#  Classification Example with XGBClassifier in Python 

The XGBoost stands for eXtreme Gradient Boosting, which is a boosting algorithm based on gradient boosted decision trees algorithm. XGBoost applies a better regularization technique to reduce overfitting, and it is one of the differences from the gradient boosting.
The ‘xgboost’ is an open-source library that provides machine learning algorithms under the gradient boosting methods. 
The xgboost.XGBClassifier is a scikit-learn API compatible class for classification.
In this post, we'll briefly learn how to classify iris data with XGBClassifier in Python. We'll use xgboost library module and you may need to install if it is not available on your machine. The tutorial cover:

    1.Preparing data
    2.Defining the model
    3.Predicting test data
    4.Video tutorial
    5.Source code listing


In [9]:
# We'll start by loading the required libraries.

from xgboost import XGBClassifier
from sklearn.datasets import load_iris
from sklearn.metrics import confusion_matrix
from sklearn.model_selection import train_test_split
from sklearn.model_selection import cross_val_score, KFold
from sklearn.metrics import accuracy_score

## Preparing data

In this tutorial, we'll use the iris dataset as the classification data.

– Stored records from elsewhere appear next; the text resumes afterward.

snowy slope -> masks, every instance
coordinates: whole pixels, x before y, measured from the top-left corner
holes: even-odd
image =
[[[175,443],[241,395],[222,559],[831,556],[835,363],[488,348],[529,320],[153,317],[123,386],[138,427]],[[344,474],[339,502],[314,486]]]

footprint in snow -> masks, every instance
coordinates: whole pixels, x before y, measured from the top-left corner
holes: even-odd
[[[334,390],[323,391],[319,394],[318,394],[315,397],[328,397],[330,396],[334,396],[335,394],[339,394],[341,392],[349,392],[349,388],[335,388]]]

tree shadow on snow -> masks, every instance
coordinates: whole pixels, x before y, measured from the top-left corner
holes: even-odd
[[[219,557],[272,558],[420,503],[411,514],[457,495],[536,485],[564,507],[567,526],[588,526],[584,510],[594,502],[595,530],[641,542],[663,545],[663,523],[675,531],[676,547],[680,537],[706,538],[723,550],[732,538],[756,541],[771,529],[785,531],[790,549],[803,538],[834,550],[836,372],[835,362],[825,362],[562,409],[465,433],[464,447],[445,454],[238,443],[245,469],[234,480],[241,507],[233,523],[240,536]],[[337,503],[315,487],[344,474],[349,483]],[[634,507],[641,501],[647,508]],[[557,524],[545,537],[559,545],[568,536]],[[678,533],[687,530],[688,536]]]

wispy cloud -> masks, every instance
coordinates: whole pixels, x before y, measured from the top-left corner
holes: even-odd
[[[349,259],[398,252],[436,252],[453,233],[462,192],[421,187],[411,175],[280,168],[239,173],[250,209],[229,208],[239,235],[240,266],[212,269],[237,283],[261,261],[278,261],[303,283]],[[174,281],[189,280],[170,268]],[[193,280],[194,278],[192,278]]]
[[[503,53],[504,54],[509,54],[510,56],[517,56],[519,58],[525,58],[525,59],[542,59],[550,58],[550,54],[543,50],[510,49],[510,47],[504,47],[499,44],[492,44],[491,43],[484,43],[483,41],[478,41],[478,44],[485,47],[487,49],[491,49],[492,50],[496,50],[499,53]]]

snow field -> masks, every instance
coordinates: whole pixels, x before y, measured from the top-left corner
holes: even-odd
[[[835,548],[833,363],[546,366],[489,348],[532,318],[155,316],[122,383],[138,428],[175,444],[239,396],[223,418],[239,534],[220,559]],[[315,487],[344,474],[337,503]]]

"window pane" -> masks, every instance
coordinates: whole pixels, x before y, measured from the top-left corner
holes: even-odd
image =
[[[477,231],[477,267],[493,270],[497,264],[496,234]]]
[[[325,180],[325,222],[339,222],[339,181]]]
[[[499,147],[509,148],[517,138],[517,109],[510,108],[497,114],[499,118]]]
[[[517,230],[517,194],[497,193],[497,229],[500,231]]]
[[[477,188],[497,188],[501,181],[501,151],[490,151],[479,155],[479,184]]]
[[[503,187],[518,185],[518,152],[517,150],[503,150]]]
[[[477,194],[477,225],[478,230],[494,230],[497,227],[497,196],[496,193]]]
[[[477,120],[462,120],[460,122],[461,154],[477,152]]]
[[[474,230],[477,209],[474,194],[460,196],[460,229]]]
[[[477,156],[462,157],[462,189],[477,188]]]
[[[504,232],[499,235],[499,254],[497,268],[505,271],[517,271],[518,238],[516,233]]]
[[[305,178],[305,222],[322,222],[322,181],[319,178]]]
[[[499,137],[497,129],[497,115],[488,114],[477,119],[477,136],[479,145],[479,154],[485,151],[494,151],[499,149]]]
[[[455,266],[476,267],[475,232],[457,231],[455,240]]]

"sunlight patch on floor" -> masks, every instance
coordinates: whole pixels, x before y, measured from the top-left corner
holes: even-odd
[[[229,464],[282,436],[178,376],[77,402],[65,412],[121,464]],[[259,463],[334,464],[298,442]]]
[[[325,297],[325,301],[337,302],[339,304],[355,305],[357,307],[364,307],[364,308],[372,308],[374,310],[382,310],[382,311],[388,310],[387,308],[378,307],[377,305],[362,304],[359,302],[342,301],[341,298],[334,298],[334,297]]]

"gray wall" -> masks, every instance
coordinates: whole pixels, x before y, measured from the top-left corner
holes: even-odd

First, we'll separate data into x and y parts.

In [4]:
# loading data
iris = load_iris()
x, y = iris.data, iris.target

Then we'll split them into train and test parts. Here, we'll extract 15 percent of the dataset as test data.

In [5]:
# splitting a data
xtrain, xtest, ytrain, ytest=train_test_split(x, y, test_size=0.15)

## Defining the model

We've loaded the XGBClassifier class from xgboost library above. Now we can define the classifier model.

In [6]:
# Create a model 
xgbc = XGBClassifier()
print(xgbc)

XGBClassifier(base_score=0.5, booster='gbtree', colsample_bylevel=1,
       colsample_bynode=1, colsample_bytree=1, gamma=0, learning_rate=0.1,
       max_delta_step=0, max_depth=3, min_child_weight=1, missing=None,
       n_estimators=100, n_jobs=1, nthread=None,
       objective='multi:softprob', random_state=0, reg_alpha=0,
       reg_lambda=1, scale_pos_weight=1, seed=None, silent=None,
       subsample=1, verbosity=1) 

XGBClassifier(base_score=None, booster=None, colsample_bylevel=None,
              colsample_bynode=None, colsample_bytree=None, gamma=None,
              gpu_id=None, importance_type='gain', interaction_constraints=None,
              learning_rate=None, max_delta_step=None, max_depth=None,
              min_child_weight=None, missing=nan, monotone_constraints=None,
              n_estimators=100, n_jobs=None, num_parallel_tree=None,
              objective='binary:logistic', random_state=None, reg_alpha=None,
              reg_lambda=None, scale_pos_weight=None, subsample=None,
              tree_method=None, validate_parameters=None, verbosity=None)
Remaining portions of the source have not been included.